Online Referrals: Will Facebook’s Small Business Snub Be a Game Changer?

changing currentsThe currents that carry website visitors around the Internet are always ebbing and flowing. If you watch them over time you’ll observe some big changes.

For as long as most of us can remember, the major current carrying referral visitors has been organic searches, mostly via Google, however that changed in the final quarter of 2014, according to a report from Shareaholic. Social networks pushed Google out of its first place position. Eight major social networks combined for over 31 percent of Internet referral traffic.

Beating Google at its own game is great, but even more impressive is social media’s year-to-year growth. In Q1 2013, this group accounted for only about 23 percent of referral traffic. That’s almost a 35 percent growth in one year.

Will Smallbiz jump ship?

Yet there could be more changes just around the corner. The single biggest player among the social media platforms for referral traffic is – as I’m sure you guessed – Facebook. But a recent poll conducted by Alignable says that a majority of small business owners will not be paying for promotional posts as Facebook stops putting business posts into news feeds for free, which it began to do in January.

Fully 68 percent of respondents said they wouldn’t pay; 14 percent said they would, and 18 percent were undecided. Facebooks “paying for posts policy” is really putting the squeeze on small business owners, especially when it’s coupled with Facebook’s concerted effort to halt business-related posts made via a member’s personal profiles.

Currently Facebook drives about a quarter of all Internet referral traffic. Pinterest ranks second and the six other properties – Twitter, StumbleUpon, Reddit, Google+, LinkedIn and YouTube – account for less than 2 percent of total web referral traffic.

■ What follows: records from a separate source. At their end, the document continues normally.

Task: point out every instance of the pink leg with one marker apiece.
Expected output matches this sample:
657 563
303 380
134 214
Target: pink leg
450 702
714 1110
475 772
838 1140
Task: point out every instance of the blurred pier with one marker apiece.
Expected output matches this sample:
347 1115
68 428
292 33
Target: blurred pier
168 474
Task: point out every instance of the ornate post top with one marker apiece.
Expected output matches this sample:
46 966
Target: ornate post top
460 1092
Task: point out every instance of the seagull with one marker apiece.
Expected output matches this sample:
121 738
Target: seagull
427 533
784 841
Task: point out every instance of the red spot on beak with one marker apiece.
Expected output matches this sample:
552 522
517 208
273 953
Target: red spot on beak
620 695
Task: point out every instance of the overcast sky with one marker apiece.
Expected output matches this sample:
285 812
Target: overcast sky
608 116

If the Alignable poll results are anything close to what will actually occur in the coming months, further increases in Facebook referrals will happen largely without the participation of small business. Ultimately, however, many small business owners may decide to apportion part of their advertising and marketing budgets currently earmarked for Google’s AdWords program, to Facebook advertising.

Maybe mobile will pay off

I should also note that Facebook’s mobile advertising revenue has seen some impressive gains in recent months, which either means that businesses are experimenting with its service or that it is delivering the results advertisers are looking for. If it’s the latter, Google should continue to see its referral share decrease.

How does your business fit into this ever-changing picture? If it teaches us one thing, it’s that no business owner should “stand pat” on a specific social media marketing mix. You need to be ready to try different platforms, with varying content. You need to be willing to create an advertising and marketing budget so you can honestly test the options you have available.